No more did he remember, yet he found himself moved with unaccustomed emotion. Pitying another’s plight was foreign to Kevin’s experience, a notion for which he had neither explanation nor solution–yet he found himself reaching out to her, as if he were somehow responsible for her distress. Impossible, he knew, but the feeling lingered. Most of his dreams were about Father and Brian–he wrestled them out of his mind with an effort, and concentrated instead on the little girl. He sensed an inchoate urgency accompanied the dream, but why? Who was she? He did not generally read about girls, and had only once to his recollection met a girl his own age. This girl was different.
It was … disturbing.
Kevin felt as if he were a leaf fallen into a fast-running stream, snatched away by events, helplessly carried by the current until he should be washed up on some bank or caught in an eddy. All the carefully constructed edifices of his sheltered existence were collapsing around him like so much damp origami. Nothing was certain any more. Even sleep, that final surcease from his
daily misery, was being disturbed with flashes of dreams that he could barely recall in the morning–save for this dream of the little girl, and even there he was powerless.

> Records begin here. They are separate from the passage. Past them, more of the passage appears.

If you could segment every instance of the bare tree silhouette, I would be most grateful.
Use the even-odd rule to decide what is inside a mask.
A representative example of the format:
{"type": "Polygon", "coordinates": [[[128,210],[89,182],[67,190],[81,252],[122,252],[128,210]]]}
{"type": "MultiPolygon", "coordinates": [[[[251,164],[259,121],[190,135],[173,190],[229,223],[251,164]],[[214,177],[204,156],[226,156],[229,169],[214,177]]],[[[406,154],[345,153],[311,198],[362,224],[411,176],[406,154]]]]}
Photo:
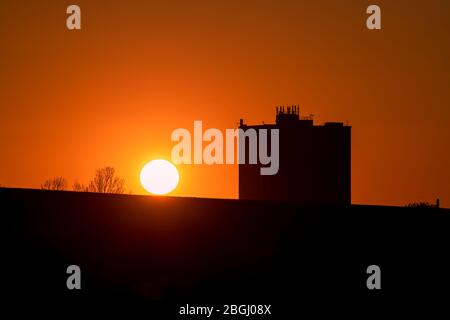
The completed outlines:
{"type": "Polygon", "coordinates": [[[408,208],[439,208],[437,205],[434,205],[429,202],[412,202],[406,205],[408,208]]]}
{"type": "Polygon", "coordinates": [[[62,191],[66,190],[67,181],[63,177],[55,177],[46,180],[43,184],[41,184],[42,190],[56,190],[62,191]]]}
{"type": "Polygon", "coordinates": [[[72,190],[77,192],[89,192],[88,186],[85,186],[82,183],[79,183],[78,181],[75,181],[75,183],[72,185],[72,190]]]}
{"type": "Polygon", "coordinates": [[[104,167],[95,171],[94,179],[87,186],[75,182],[72,189],[80,192],[122,194],[125,192],[125,179],[117,177],[113,167],[104,167]]]}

Wretched letter! He wanted to deny the relentless march of facts. He was the addressee. It was found in a forgotten corner, tucked into an obscure book. The chance of anyone finding the letter by accident was so fantastically small … but he refused the alternative, that Great-Grandmother must somehow have foreknown that he would be its discoverer, twenty years later. And something within those fragile pages had triggered the most violent reaction he had ever seen in Father. Kevin shambled out of the bathroom and cast himself like a limp dishrag upon the bed. He fumbled for his pills. No, there were no simple conclusions to be drawn.

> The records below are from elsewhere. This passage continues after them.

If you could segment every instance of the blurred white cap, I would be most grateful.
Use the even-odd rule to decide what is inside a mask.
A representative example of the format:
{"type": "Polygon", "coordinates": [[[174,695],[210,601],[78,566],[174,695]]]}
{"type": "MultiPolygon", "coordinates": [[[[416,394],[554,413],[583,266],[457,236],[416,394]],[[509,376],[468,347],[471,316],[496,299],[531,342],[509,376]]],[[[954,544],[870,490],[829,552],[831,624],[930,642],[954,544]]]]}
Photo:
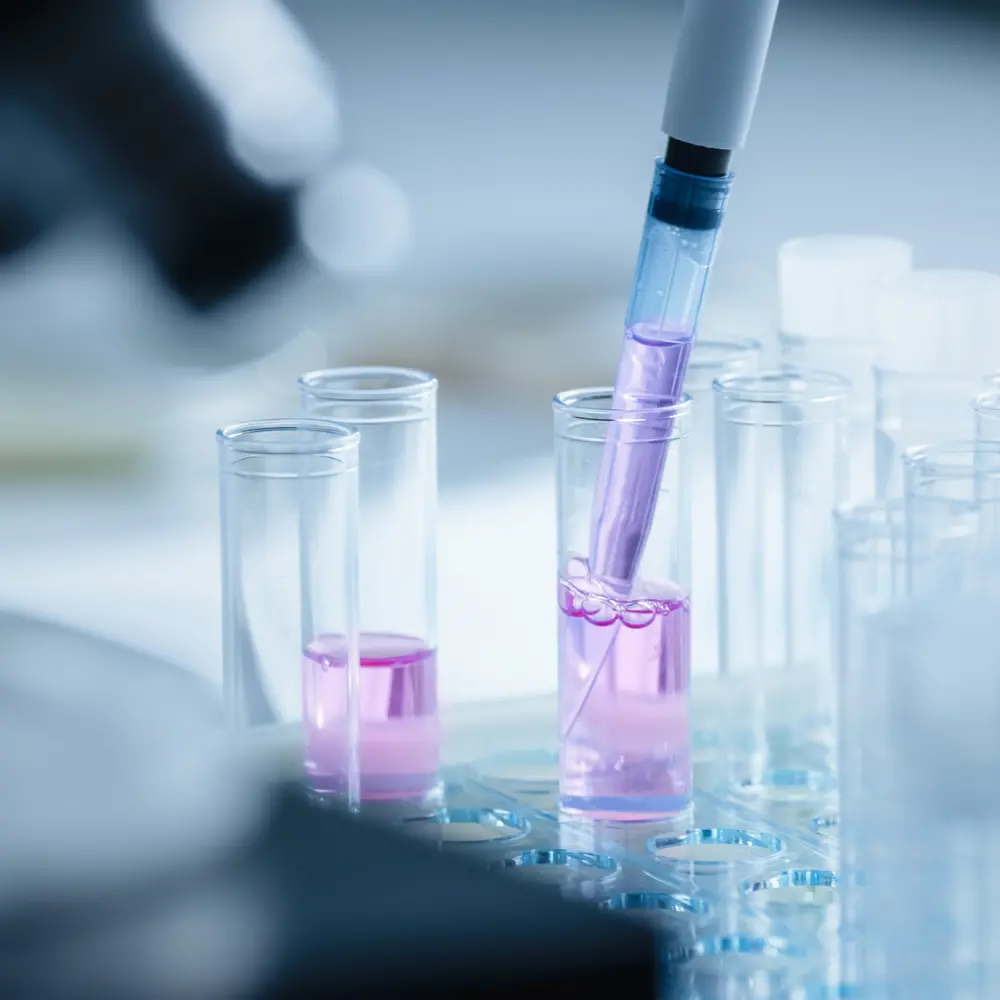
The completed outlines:
{"type": "Polygon", "coordinates": [[[919,270],[875,296],[875,364],[978,378],[1000,370],[1000,275],[919,270]]]}
{"type": "Polygon", "coordinates": [[[805,236],[778,248],[780,329],[797,337],[872,339],[872,296],[913,266],[913,248],[884,236],[805,236]]]}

There was, he surmised, but one way forward through the morass. He breathed in and out harshly, stilling the asthma by sheer willpower–but he lacked the same willpower to conquer his panic.
He had to check the mantelpiece in the Blue Room.
Chapter 2: The Blue Room
He could afford no assumptions, so Kevin set about his scheme with the enthusiasm of a budding Sherlock Holmes. A certain slyness was integral to Father’s character, and he suspected that the servants had been instructed not to let him wander around unsupervised. Thus, taking advantage of the fact that Pitterdown Manor was a virtual maze, having been added to, remodelled and gutted in part numerous times over the years to satisfy the vicissitudes of its various owners, Kevin attempted on successive mornings four different routes to the Library and was each time met by an unwelcome escort. The servants took the opportunity to inquire solicitously about his wellbeing and needs, where before they had let him be. To cap it all, they began to invent little tasks that should be done in the Library, such as dusting and tidying, where before they had never bothered.
“A tad obvious,” he muttered behind the back of a particularly industrious book-sorter, that fourth afternoon when his suspicions had solidified into fact.